C’est donc dire que le contexte politique est tendu, avec une opposition qui est sure de pouvoir renverser la tendance et qui n’est prête à aucune concession, et un régime prêt à tout pour freiner les combinazione qui veulent le priver des moyens de gouverner.

La tâche s’avère ardue pour le Khalif général des Tidianes, car son offre de médiation à laquelle adhère entièrement un Macky Sall plus consensuel que jamais est bien tardive, selon l’avis des caciques de l’opposition.

La situation en est arrivée à un tel point de pourrissement que la seule vérité désormais qui puisse rassembler les deux parties pour un dialogue sincère et constructif ne peut être que celle qui sortira des urnes. L’opposition est en effet prête à en découdre avec Macky Sall et ses alliés, et pour dialoguer le préalable semble dorénavant être pour elle le recours à l’arbitrage du peuple sénégalais, pour déterminer dans quel contexte le dialogue politique aura lieu.

Les Législatives seront donc un rendez-vous crucial. La nouvelle donne qui en découlera sera le baromètre de notre démocratie qui posera clairement les conditions d’un dialogue véritable au vu de la nouvelle configuration des rapports de forces qu’elles engendreront.

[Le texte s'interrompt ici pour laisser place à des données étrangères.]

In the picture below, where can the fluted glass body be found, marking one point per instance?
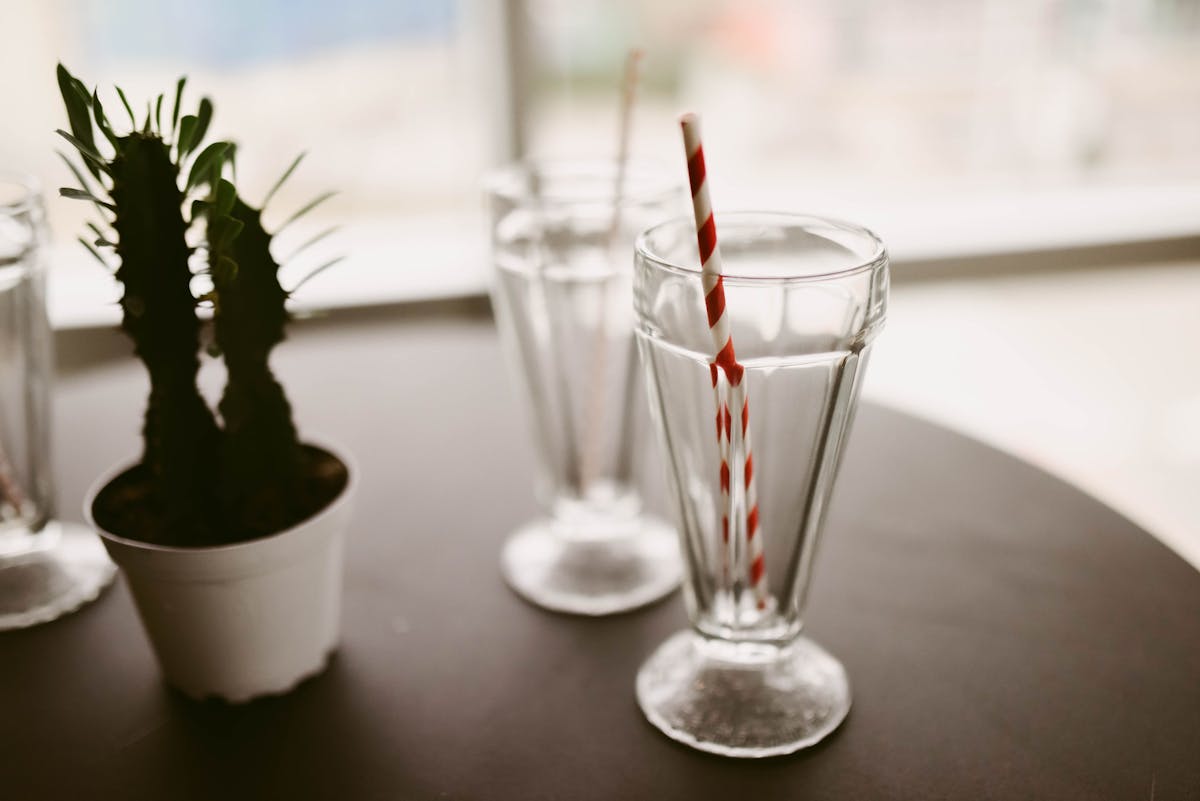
(804, 297)
(25, 488)
(562, 293)
(47, 567)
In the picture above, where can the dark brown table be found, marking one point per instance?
(1007, 636)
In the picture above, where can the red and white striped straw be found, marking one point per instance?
(723, 347)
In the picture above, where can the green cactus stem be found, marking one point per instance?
(144, 200)
(262, 461)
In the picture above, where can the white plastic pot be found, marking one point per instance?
(243, 620)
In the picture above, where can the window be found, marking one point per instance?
(954, 127)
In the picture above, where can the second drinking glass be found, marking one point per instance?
(562, 246)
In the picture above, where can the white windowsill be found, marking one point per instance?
(415, 258)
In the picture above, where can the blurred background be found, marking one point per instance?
(1033, 166)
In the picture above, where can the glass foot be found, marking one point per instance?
(597, 576)
(743, 700)
(65, 568)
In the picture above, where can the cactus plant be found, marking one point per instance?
(201, 481)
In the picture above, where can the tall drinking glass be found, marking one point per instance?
(47, 568)
(562, 295)
(804, 296)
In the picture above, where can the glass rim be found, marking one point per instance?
(28, 199)
(879, 253)
(499, 181)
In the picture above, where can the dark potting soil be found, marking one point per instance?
(127, 507)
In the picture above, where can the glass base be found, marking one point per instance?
(65, 568)
(743, 700)
(594, 576)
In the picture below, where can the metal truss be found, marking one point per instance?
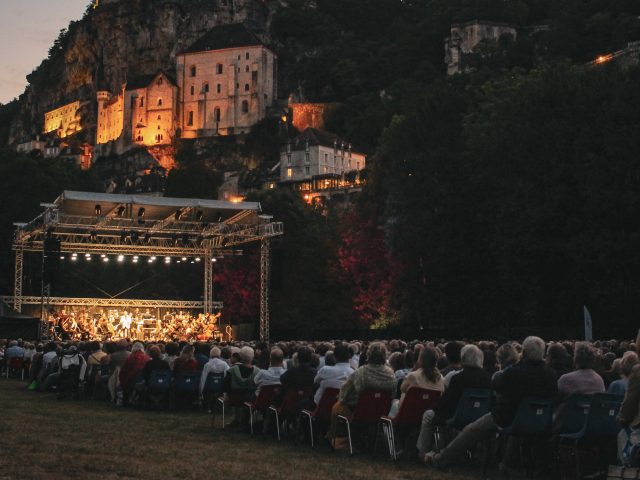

Macky Sall rusé comme un sioux n’ignore rien de cette situation. Son appel au dialogue, la réitération de son ouverture aux forces de l’opposition, et sa disponibilité pour une collaboration au service exclusif des populations du Sénégal sont des positions de principe propres à l’attitude attendue d’un chef de l’Etat.

Mais il n’ignore pas non plus que le manteau de président de parti dont il a couvert ses épaules suscite méfiance et retenue de la part de ses adversaires, surtout après la première expérience du dialogue national qui aura servi de prétexte quelques jours plus tard à la libération de Karim Wade qui a filé au Quatar depuis. Cet appel réitéré au dialogue qui sera certainement suivi d’actes concrets ces jours prochains ne serait-il pas encore l’occasion d’élargir un non moins encombrant prisonnier pour la libération duquel une grande frange de la population a lancé un combat politique de grande envergure ?

Quoi qu’il en soit, le Sénégal est à la croisée des chemins. Et la seule vérité qui imposera le dialogue sera celle qui sortira des urnes, au soir du 30 juillet. D’ici là la priorité est surtout de veiller à la crédibilisation du processus électoral, et à l’expression des libertés octroyées par la Constitution.

Il convient pour la justice de vider rapidement les dossiers en cours. Et de dire le droit en conséquence, sans pression aucune. Car il serait inconcevable de libérer des prévaricateurs de deniers publics sur la base d’une prétendue pacification de l’espace sociopolitique. Cela marquerait l’affaissement de l’Etat, et sera une porte ouverte à la pagaille.